Ecuador has issued its first green bond by a public national entity, the Banco de Desarrollo del Ecuador (BDE), with support from the European Union's Global Gateway Investment Agenda and the United Nations Development Programme (UNDP). The bond, formalised on 24 June 2026, channels capital market resources toward projects with measurable environmental benefits, including water and sanitation, renewable energy, energy efficiency, resilient infrastructure, low-emission transport, and environmental management. The initiative aims to strengthen local governments' capacity to develop sustainable infrastructure and improve access to basic services.
The bond was structured under the Global Green Bond Initiative (GGBI), part of the EU's Global Gateway strategy, and aligns with the European Green Deal principles. The UNDP provided technical assistance throughout the structuring process, including consolidating the bond's reference framework, identifying eligible projects, and coordinating key stakeholders.
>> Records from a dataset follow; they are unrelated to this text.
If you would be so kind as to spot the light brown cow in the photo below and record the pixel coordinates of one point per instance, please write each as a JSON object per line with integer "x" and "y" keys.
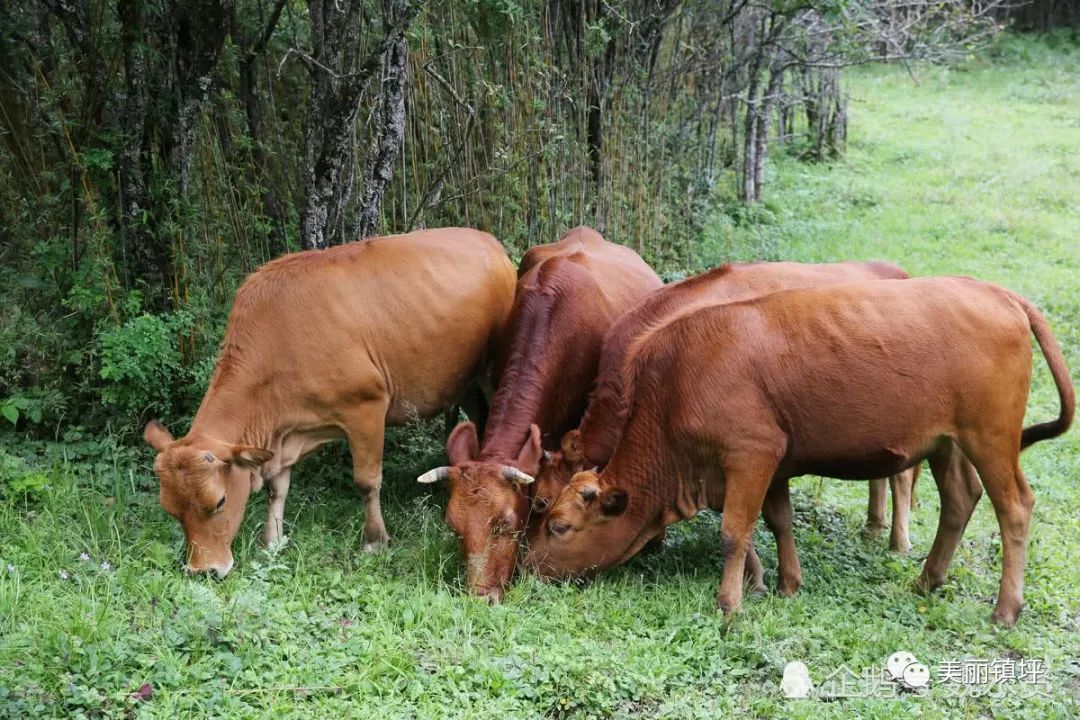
{"x": 324, "y": 344}
{"x": 567, "y": 298}
{"x": 592, "y": 444}
{"x": 730, "y": 401}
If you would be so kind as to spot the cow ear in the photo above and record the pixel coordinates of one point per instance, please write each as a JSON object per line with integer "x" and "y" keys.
{"x": 574, "y": 448}
{"x": 528, "y": 459}
{"x": 247, "y": 457}
{"x": 462, "y": 446}
{"x": 157, "y": 436}
{"x": 613, "y": 502}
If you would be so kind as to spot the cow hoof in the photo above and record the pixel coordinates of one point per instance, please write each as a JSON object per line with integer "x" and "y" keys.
{"x": 1006, "y": 616}
{"x": 874, "y": 530}
{"x": 726, "y": 605}
{"x": 376, "y": 546}
{"x": 901, "y": 547}
{"x": 787, "y": 589}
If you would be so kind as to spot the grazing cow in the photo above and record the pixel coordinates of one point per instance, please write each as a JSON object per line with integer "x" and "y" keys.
{"x": 593, "y": 443}
{"x": 567, "y": 299}
{"x": 730, "y": 401}
{"x": 324, "y": 344}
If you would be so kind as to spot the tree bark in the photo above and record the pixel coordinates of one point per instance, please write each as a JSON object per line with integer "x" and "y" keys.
{"x": 391, "y": 116}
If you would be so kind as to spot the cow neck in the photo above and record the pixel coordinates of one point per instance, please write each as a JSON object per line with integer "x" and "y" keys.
{"x": 663, "y": 485}
{"x": 517, "y": 403}
{"x": 601, "y": 426}
{"x": 526, "y": 392}
{"x": 237, "y": 415}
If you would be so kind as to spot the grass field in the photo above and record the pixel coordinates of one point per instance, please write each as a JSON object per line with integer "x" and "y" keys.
{"x": 973, "y": 170}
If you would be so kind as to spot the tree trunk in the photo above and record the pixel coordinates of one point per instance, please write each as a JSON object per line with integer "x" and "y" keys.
{"x": 338, "y": 83}
{"x": 149, "y": 258}
{"x": 391, "y": 114}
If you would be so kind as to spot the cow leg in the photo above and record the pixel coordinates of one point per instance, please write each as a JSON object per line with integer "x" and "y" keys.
{"x": 475, "y": 406}
{"x": 746, "y": 484}
{"x": 278, "y": 490}
{"x": 875, "y": 508}
{"x": 959, "y": 489}
{"x": 778, "y": 516}
{"x": 901, "y": 485}
{"x": 364, "y": 430}
{"x": 754, "y": 573}
{"x": 1013, "y": 502}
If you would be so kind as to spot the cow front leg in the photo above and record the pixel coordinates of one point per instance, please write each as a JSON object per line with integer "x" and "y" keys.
{"x": 273, "y": 531}
{"x": 959, "y": 489}
{"x": 365, "y": 430}
{"x": 902, "y": 485}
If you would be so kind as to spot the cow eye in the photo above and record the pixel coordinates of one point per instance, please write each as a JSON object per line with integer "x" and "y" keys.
{"x": 557, "y": 528}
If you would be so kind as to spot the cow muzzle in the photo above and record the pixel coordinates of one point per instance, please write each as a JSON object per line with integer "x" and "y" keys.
{"x": 216, "y": 570}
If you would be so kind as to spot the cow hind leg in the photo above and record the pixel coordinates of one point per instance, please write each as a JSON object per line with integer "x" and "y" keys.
{"x": 746, "y": 483}
{"x": 278, "y": 489}
{"x": 754, "y": 572}
{"x": 959, "y": 489}
{"x": 475, "y": 406}
{"x": 778, "y": 516}
{"x": 365, "y": 429}
{"x": 875, "y": 508}
{"x": 1013, "y": 502}
{"x": 901, "y": 486}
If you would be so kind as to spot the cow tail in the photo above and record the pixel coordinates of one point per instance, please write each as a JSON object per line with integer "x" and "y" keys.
{"x": 1055, "y": 361}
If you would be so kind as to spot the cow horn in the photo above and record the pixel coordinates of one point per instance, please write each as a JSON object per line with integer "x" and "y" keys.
{"x": 515, "y": 475}
{"x": 434, "y": 475}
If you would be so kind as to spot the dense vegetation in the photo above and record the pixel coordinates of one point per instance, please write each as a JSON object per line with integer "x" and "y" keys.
{"x": 964, "y": 168}
{"x": 153, "y": 153}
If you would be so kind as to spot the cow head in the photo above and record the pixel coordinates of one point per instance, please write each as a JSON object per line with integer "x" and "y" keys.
{"x": 555, "y": 472}
{"x": 586, "y": 529}
{"x": 487, "y": 507}
{"x": 204, "y": 484}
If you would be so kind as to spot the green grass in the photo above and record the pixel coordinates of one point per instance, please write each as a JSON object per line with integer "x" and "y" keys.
{"x": 974, "y": 170}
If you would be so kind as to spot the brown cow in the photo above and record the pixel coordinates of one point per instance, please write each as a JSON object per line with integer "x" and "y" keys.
{"x": 324, "y": 344}
{"x": 567, "y": 299}
{"x": 730, "y": 401}
{"x": 593, "y": 443}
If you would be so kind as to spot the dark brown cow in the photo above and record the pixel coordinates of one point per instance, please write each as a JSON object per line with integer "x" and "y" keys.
{"x": 567, "y": 299}
{"x": 593, "y": 443}
{"x": 730, "y": 401}
{"x": 324, "y": 344}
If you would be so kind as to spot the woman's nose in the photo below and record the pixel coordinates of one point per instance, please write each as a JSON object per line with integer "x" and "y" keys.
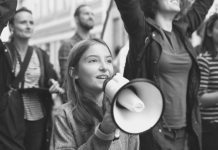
{"x": 103, "y": 67}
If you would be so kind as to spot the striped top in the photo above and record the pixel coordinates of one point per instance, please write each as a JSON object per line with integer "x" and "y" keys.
{"x": 32, "y": 105}
{"x": 208, "y": 84}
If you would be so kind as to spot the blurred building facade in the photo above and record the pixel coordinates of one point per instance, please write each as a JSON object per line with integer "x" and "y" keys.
{"x": 54, "y": 22}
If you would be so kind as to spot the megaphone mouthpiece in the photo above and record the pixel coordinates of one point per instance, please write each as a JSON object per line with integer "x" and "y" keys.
{"x": 130, "y": 101}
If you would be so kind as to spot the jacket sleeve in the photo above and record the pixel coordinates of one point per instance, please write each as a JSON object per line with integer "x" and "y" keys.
{"x": 49, "y": 69}
{"x": 133, "y": 143}
{"x": 7, "y": 10}
{"x": 132, "y": 16}
{"x": 196, "y": 15}
{"x": 64, "y": 138}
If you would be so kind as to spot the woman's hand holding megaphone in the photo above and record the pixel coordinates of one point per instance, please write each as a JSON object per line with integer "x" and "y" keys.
{"x": 107, "y": 125}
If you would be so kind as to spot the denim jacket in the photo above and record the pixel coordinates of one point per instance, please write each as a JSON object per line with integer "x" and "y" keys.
{"x": 139, "y": 28}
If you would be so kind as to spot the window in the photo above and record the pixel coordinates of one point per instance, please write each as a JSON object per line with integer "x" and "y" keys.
{"x": 51, "y": 6}
{"x": 37, "y": 9}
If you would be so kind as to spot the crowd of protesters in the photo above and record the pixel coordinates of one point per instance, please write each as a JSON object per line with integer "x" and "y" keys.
{"x": 162, "y": 29}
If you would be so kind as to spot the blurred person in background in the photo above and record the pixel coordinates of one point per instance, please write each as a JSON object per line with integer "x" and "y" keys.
{"x": 7, "y": 11}
{"x": 39, "y": 74}
{"x": 170, "y": 61}
{"x": 84, "y": 18}
{"x": 85, "y": 121}
{"x": 208, "y": 93}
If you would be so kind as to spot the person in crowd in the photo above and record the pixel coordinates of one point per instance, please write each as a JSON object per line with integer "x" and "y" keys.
{"x": 7, "y": 11}
{"x": 84, "y": 19}
{"x": 39, "y": 74}
{"x": 169, "y": 60}
{"x": 208, "y": 93}
{"x": 85, "y": 121}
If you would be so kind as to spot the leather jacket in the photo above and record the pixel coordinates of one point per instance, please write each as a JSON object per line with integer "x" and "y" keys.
{"x": 139, "y": 28}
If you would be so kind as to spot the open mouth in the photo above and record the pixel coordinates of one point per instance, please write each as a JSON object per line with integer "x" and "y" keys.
{"x": 175, "y": 2}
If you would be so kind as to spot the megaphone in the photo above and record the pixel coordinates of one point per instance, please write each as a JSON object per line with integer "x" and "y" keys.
{"x": 136, "y": 105}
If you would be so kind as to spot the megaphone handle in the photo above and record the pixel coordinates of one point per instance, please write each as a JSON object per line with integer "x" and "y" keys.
{"x": 116, "y": 134}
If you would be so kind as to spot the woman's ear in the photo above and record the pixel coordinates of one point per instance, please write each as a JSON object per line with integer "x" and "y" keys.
{"x": 73, "y": 73}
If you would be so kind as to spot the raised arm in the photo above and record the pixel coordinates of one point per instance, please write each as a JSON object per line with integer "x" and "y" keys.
{"x": 7, "y": 10}
{"x": 196, "y": 15}
{"x": 132, "y": 16}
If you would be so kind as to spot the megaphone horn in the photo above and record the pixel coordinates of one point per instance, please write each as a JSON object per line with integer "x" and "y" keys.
{"x": 137, "y": 105}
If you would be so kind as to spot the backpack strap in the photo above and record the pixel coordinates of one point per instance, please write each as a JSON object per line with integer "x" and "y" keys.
{"x": 23, "y": 66}
{"x": 9, "y": 57}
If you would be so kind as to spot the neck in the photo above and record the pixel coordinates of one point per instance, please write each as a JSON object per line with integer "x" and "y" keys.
{"x": 83, "y": 33}
{"x": 21, "y": 45}
{"x": 165, "y": 21}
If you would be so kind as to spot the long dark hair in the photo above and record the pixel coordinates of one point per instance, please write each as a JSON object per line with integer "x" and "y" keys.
{"x": 81, "y": 100}
{"x": 11, "y": 21}
{"x": 207, "y": 42}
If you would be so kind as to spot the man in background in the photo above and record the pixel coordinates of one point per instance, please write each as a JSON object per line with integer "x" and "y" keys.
{"x": 84, "y": 19}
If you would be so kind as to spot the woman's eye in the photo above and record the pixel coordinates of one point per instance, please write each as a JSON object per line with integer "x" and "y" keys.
{"x": 92, "y": 60}
{"x": 109, "y": 61}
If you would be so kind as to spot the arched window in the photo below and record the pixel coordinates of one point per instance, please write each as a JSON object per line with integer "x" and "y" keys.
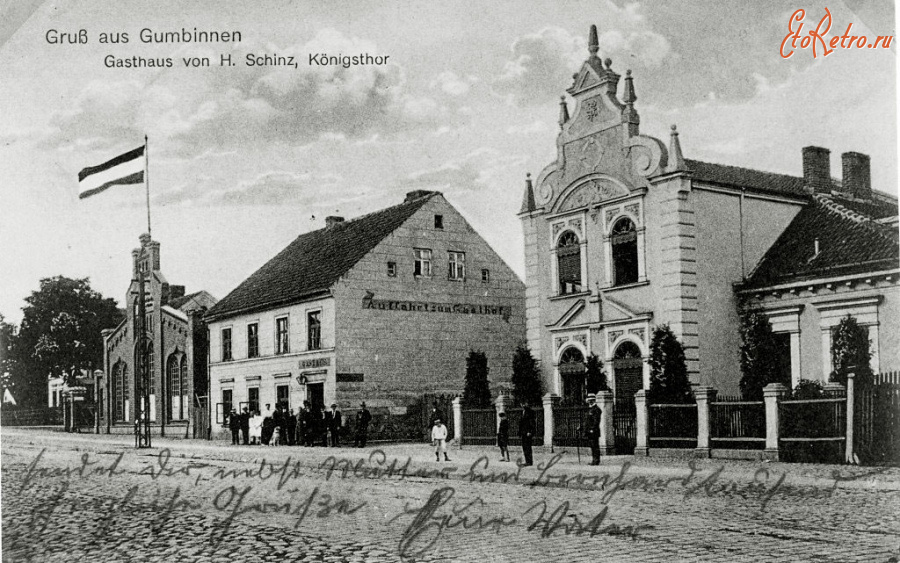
{"x": 184, "y": 385}
{"x": 568, "y": 255}
{"x": 572, "y": 373}
{"x": 173, "y": 379}
{"x": 150, "y": 368}
{"x": 119, "y": 392}
{"x": 624, "y": 252}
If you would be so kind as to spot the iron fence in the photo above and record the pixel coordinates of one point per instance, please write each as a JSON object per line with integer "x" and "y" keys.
{"x": 737, "y": 424}
{"x": 479, "y": 427}
{"x": 673, "y": 425}
{"x": 568, "y": 424}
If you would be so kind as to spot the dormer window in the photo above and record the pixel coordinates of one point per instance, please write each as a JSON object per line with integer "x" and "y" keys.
{"x": 568, "y": 255}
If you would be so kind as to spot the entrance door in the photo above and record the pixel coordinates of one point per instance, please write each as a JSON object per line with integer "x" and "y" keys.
{"x": 315, "y": 394}
{"x": 572, "y": 372}
{"x": 281, "y": 396}
{"x": 628, "y": 371}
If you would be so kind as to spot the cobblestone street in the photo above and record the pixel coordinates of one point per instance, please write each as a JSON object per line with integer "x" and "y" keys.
{"x": 96, "y": 498}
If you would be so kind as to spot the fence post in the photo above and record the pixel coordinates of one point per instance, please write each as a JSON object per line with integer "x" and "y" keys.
{"x": 851, "y": 389}
{"x": 642, "y": 425}
{"x": 607, "y": 432}
{"x": 501, "y": 403}
{"x": 550, "y": 402}
{"x": 457, "y": 420}
{"x": 772, "y": 395}
{"x": 704, "y": 396}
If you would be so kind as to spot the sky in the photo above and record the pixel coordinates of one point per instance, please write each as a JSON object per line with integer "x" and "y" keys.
{"x": 243, "y": 159}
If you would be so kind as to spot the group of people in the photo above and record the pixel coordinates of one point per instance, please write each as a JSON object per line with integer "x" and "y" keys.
{"x": 590, "y": 430}
{"x": 311, "y": 426}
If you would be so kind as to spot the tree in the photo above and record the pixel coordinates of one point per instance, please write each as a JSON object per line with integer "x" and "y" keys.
{"x": 477, "y": 393}
{"x": 59, "y": 335}
{"x": 668, "y": 369}
{"x": 759, "y": 355}
{"x": 526, "y": 380}
{"x": 7, "y": 336}
{"x": 850, "y": 351}
{"x": 595, "y": 378}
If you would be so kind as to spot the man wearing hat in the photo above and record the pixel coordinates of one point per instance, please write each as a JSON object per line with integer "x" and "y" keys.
{"x": 592, "y": 428}
{"x": 363, "y": 418}
{"x": 333, "y": 424}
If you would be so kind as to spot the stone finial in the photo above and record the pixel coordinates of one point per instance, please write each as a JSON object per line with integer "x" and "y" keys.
{"x": 563, "y": 111}
{"x": 593, "y": 42}
{"x": 528, "y": 203}
{"x": 630, "y": 97}
{"x": 676, "y": 159}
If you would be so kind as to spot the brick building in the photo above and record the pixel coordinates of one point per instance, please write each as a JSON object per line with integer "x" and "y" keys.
{"x": 175, "y": 348}
{"x": 382, "y": 308}
{"x": 622, "y": 233}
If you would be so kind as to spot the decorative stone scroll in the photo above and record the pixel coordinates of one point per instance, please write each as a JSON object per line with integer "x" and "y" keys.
{"x": 590, "y": 193}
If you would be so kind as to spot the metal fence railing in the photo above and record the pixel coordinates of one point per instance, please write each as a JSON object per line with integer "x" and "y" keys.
{"x": 737, "y": 424}
{"x": 479, "y": 426}
{"x": 673, "y": 425}
{"x": 568, "y": 423}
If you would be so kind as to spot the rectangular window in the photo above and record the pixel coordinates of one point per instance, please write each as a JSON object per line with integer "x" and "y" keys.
{"x": 313, "y": 331}
{"x": 457, "y": 265}
{"x": 226, "y": 344}
{"x": 281, "y": 336}
{"x": 253, "y": 340}
{"x": 253, "y": 399}
{"x": 423, "y": 262}
{"x": 226, "y": 403}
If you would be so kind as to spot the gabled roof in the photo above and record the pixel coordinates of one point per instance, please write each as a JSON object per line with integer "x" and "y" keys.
{"x": 316, "y": 260}
{"x": 848, "y": 242}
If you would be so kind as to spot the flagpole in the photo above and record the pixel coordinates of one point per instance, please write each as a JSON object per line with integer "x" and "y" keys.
{"x": 147, "y": 180}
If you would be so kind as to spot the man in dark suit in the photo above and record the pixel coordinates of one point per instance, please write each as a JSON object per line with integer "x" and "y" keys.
{"x": 592, "y": 429}
{"x": 526, "y": 433}
{"x": 234, "y": 424}
{"x": 333, "y": 424}
{"x": 363, "y": 418}
{"x": 245, "y": 426}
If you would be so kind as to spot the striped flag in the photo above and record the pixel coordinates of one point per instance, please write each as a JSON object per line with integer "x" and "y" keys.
{"x": 126, "y": 168}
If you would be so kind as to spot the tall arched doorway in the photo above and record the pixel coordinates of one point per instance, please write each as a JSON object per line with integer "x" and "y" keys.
{"x": 571, "y": 374}
{"x": 628, "y": 370}
{"x": 628, "y": 374}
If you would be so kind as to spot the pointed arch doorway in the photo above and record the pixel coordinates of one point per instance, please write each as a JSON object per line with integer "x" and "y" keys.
{"x": 628, "y": 374}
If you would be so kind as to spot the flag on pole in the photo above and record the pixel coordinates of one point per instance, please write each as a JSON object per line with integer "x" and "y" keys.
{"x": 124, "y": 169}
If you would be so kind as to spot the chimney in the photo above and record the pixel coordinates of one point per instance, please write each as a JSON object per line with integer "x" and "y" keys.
{"x": 416, "y": 194}
{"x": 817, "y": 170}
{"x": 856, "y": 178}
{"x": 175, "y": 292}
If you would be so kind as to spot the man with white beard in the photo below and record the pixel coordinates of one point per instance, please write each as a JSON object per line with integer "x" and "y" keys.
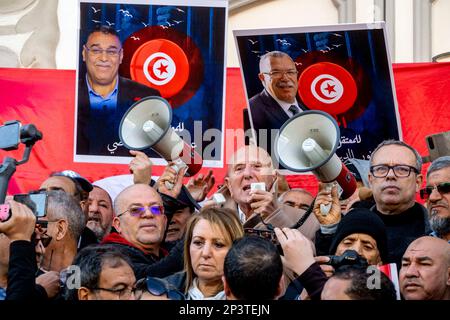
{"x": 437, "y": 195}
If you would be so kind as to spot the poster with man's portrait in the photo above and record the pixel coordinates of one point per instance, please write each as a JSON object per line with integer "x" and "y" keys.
{"x": 130, "y": 50}
{"x": 343, "y": 70}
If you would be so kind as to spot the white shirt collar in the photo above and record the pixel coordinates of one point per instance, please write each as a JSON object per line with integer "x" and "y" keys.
{"x": 285, "y": 105}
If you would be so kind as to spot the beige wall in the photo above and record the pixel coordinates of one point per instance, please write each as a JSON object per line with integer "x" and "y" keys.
{"x": 291, "y": 13}
{"x": 288, "y": 13}
{"x": 440, "y": 27}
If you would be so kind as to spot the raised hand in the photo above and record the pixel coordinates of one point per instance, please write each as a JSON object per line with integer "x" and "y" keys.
{"x": 140, "y": 167}
{"x": 200, "y": 185}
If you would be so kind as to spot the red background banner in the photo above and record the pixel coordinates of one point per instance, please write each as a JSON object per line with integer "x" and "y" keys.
{"x": 46, "y": 98}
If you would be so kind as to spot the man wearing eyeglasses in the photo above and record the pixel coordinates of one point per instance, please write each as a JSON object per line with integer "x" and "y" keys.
{"x": 395, "y": 179}
{"x": 277, "y": 102}
{"x": 437, "y": 195}
{"x": 104, "y": 96}
{"x": 140, "y": 223}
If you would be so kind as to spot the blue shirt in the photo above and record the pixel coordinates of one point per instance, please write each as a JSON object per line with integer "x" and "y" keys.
{"x": 109, "y": 103}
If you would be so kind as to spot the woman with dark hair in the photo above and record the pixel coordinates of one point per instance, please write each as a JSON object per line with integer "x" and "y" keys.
{"x": 209, "y": 236}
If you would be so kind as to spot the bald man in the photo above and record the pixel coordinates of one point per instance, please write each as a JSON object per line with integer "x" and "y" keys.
{"x": 425, "y": 272}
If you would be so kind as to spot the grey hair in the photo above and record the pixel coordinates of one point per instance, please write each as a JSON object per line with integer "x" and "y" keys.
{"x": 402, "y": 144}
{"x": 438, "y": 164}
{"x": 264, "y": 62}
{"x": 64, "y": 206}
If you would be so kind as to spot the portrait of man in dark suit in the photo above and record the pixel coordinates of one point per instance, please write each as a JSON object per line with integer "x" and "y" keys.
{"x": 103, "y": 95}
{"x": 278, "y": 101}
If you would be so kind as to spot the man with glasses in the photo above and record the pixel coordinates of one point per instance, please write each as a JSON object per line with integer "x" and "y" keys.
{"x": 395, "y": 179}
{"x": 437, "y": 195}
{"x": 140, "y": 223}
{"x": 104, "y": 96}
{"x": 277, "y": 102}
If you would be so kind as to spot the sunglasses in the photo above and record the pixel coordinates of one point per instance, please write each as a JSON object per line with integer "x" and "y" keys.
{"x": 442, "y": 188}
{"x": 139, "y": 211}
{"x": 158, "y": 288}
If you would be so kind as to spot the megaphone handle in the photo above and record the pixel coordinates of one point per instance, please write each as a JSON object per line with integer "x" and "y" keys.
{"x": 178, "y": 164}
{"x": 325, "y": 208}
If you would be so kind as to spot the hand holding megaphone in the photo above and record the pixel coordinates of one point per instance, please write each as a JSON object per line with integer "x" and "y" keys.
{"x": 171, "y": 180}
{"x": 147, "y": 124}
{"x": 308, "y": 142}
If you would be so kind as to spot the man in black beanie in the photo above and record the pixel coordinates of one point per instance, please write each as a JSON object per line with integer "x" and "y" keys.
{"x": 363, "y": 231}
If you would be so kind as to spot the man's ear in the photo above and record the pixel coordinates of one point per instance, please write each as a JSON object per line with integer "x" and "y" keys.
{"x": 228, "y": 184}
{"x": 83, "y": 53}
{"x": 419, "y": 180}
{"x": 226, "y": 288}
{"x": 370, "y": 178}
{"x": 83, "y": 293}
{"x": 121, "y": 56}
{"x": 261, "y": 77}
{"x": 116, "y": 224}
{"x": 62, "y": 227}
{"x": 281, "y": 289}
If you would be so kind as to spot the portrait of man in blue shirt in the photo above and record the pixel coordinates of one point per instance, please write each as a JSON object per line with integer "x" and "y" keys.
{"x": 103, "y": 95}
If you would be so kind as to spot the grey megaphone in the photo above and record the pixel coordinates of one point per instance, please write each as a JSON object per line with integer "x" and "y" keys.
{"x": 308, "y": 142}
{"x": 147, "y": 124}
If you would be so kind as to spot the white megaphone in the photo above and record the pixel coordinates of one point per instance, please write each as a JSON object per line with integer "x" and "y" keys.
{"x": 308, "y": 142}
{"x": 146, "y": 124}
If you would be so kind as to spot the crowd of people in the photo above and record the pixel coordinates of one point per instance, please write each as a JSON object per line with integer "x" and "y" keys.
{"x": 145, "y": 241}
{"x": 148, "y": 242}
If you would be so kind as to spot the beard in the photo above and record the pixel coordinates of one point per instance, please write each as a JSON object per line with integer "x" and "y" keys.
{"x": 98, "y": 230}
{"x": 440, "y": 225}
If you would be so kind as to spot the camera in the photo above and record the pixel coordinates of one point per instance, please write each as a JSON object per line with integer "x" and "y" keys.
{"x": 36, "y": 201}
{"x": 348, "y": 258}
{"x": 10, "y": 135}
{"x": 267, "y": 235}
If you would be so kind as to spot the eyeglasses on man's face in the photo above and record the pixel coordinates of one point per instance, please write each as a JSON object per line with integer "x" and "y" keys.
{"x": 400, "y": 171}
{"x": 111, "y": 52}
{"x": 156, "y": 287}
{"x": 277, "y": 74}
{"x": 124, "y": 293}
{"x": 139, "y": 211}
{"x": 442, "y": 188}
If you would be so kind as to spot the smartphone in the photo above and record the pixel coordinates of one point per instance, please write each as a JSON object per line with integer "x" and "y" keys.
{"x": 258, "y": 186}
{"x": 10, "y": 135}
{"x": 36, "y": 201}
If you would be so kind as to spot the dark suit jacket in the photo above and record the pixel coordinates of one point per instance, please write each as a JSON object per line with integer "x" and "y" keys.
{"x": 95, "y": 130}
{"x": 266, "y": 113}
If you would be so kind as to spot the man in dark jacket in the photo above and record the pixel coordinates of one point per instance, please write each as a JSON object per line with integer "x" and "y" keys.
{"x": 140, "y": 224}
{"x": 103, "y": 96}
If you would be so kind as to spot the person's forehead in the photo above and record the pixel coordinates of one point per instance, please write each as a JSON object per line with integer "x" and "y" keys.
{"x": 105, "y": 39}
{"x": 121, "y": 273}
{"x": 60, "y": 182}
{"x": 394, "y": 153}
{"x": 250, "y": 155}
{"x": 439, "y": 176}
{"x": 141, "y": 194}
{"x": 99, "y": 194}
{"x": 361, "y": 236}
{"x": 207, "y": 229}
{"x": 281, "y": 61}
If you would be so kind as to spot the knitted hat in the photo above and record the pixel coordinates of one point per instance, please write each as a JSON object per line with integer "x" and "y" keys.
{"x": 361, "y": 220}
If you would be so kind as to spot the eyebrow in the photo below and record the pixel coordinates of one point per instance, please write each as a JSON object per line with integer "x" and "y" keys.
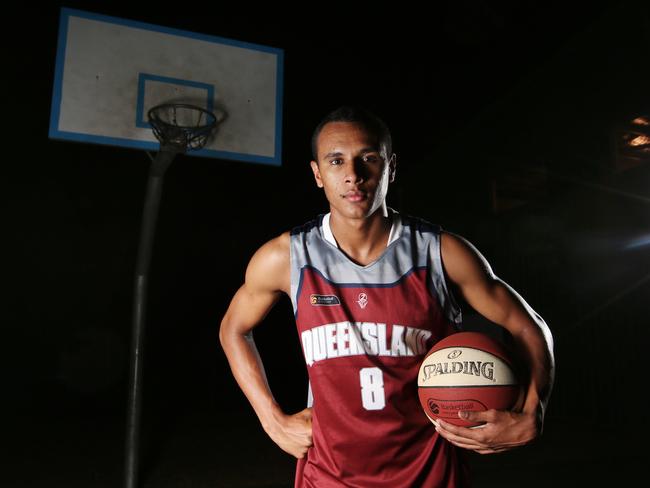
{"x": 339, "y": 154}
This support helped align the issuance with international standards, enhancing market confidence and positioning Ecuador as a regional reference in sustainable finance.
The EU Delegation to Ecuador, through its press and information team, announced the development on 24 June 2026. The bond issuance represents a concrete step in mobilising sustainable investments in partner countries under the Global Gateway agenda, which seeks to leverage private capital for climate and development goals. No prior coverage of this specific event exists in EU Matrix archives.
For Ecuadorian local governments, the bond provides new financing for climate-resilient infrastructure, potentially improving service delivery. For the EU, it advances the Global Gateway's objective of promoting sustainable finance standards abroad, though the scale of the issuance remains modest. For international investors, the bond offers a certified green instrument in an emerging market, but carries typical sovereign risk. For the UNDP, the partnership reinforces its role as a technical facilitator in sustainable finance, though its involvement may raise questions about long-term dependency on external expertise.